Here at MFM HQ we were fascinated to read about little Evalynn Glennester-West, aged 5, who doesn’t like to use the regular toilets at her local supermarket because of those horrible noisy hand dryers.
While Evalynn has autism, we’ve found it’s not that unusual to have a child who’s a bit freaked out by loud hand dryers. Sometimes this harks back to their time as babies in public loos and the fear has never left (why are hand dryers always placed so near the changing table?!).
Evalynn, who has autism, also find queues difficult. Coupled with the fact her mum Tonya has balance problems, chronic fatigue and bowel problems, the pair tend to use the disabled toilets in their local Asda in Newark.
Unfortunately, though, Tonya says they’ve been challenged by strangers on more than one occasion, saying they should be using the ‘regular’ loos.
Tonya admits that while they’ve tried to brush off the comments, both she and Evalynn were left feeling upset by the remarks.
With this in mind, Tonya spoke to store manager Abby Robinson to see if there was any way Asda could come up with a sign that reminded people not all disabilities are obvious to the eye.
Sure enough, the store came up with a notice for the disabled toilet that reads:
“Not every disability is visible”
And – far from keeping it at local level – the company plans to roll the sign out at 421 outlets across the UK.
The news has received a very positive reaction from Asda shoppers, as you can imagine, with more than 800 people commenting on the story when it was shared on their Facebook page. One wrote:
“I used to take my daughter (diagnosed with autism) to the disabled toilet as the hand dryer noise used to scare the life outta her. Used to get some funny looks. Thankfully the noise doesn’t bother her now. Well done Asda.”
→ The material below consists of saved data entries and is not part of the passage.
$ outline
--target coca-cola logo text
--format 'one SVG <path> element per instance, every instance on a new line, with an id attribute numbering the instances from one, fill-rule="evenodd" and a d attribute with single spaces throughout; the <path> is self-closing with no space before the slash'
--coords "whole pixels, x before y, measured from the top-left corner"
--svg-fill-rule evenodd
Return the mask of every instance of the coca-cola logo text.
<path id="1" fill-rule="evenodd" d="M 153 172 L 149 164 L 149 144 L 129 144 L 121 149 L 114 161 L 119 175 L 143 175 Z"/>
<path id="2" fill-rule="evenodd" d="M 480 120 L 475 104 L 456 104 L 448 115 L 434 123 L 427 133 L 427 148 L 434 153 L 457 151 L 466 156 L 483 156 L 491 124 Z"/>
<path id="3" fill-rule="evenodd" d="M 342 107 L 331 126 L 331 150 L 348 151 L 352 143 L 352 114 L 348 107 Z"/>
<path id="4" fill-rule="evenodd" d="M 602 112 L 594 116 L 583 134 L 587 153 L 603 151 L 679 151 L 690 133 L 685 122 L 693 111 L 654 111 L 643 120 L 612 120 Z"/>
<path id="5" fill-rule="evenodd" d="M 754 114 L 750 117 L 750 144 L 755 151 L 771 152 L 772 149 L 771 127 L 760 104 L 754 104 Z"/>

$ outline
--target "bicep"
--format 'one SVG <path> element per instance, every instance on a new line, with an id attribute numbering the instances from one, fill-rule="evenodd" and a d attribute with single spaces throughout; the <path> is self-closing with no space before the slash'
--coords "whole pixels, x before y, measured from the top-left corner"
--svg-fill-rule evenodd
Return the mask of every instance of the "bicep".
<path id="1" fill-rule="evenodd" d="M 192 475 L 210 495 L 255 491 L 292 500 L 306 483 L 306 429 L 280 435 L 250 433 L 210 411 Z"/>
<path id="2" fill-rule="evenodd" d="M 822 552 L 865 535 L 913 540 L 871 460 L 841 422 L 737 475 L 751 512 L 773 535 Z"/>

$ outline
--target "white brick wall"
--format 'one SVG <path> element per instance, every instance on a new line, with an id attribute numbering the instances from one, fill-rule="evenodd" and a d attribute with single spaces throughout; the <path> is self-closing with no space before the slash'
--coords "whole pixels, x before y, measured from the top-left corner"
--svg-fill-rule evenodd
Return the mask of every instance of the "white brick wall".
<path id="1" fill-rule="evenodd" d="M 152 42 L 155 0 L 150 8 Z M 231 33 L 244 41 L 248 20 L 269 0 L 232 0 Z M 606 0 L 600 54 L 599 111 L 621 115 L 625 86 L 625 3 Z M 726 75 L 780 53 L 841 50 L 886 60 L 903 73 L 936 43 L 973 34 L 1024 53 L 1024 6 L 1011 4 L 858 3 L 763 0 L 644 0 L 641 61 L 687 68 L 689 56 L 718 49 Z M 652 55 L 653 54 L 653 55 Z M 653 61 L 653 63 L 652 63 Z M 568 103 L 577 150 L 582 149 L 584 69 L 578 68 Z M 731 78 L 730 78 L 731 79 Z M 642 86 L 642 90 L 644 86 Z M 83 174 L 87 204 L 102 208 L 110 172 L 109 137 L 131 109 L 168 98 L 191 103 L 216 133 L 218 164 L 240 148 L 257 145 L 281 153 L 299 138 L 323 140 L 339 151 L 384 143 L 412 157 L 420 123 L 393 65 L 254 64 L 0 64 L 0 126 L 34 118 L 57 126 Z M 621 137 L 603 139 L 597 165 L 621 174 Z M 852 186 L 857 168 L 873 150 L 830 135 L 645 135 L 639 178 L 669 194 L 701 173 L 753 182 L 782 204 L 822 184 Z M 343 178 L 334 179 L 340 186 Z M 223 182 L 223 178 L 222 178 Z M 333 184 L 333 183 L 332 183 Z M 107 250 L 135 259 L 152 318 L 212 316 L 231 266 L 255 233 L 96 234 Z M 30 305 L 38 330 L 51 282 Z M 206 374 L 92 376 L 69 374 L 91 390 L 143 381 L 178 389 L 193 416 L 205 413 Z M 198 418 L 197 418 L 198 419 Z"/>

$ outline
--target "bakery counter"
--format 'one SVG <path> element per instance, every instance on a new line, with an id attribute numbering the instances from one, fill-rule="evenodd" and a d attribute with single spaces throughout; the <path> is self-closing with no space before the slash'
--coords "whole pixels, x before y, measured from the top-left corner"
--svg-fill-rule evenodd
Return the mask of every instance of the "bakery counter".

“Finally, this is brilliant! You know what Maisie is like with the hand drier noise, and the amount of looks I’ve got for taking her in the disabled toilet ? people don’t understand that the alternative is literally the rest of her day ruined because I’ve had to chase her through the shop while she’s screaming or hiding on the floor with her hands over her ears because someone else came in the toilets! Well done Asda ?”
And yet another noted:
“Amazing, we also have to use disabled toilets when out with my 6yr old son as the hand dryers cause him distress, especially if people set them off unexpectedly whilst he is using the toilet. Hope others will follow suit! ?
Here here – well done Asda, we say.
Now – how about installing some silent hand dryers? ?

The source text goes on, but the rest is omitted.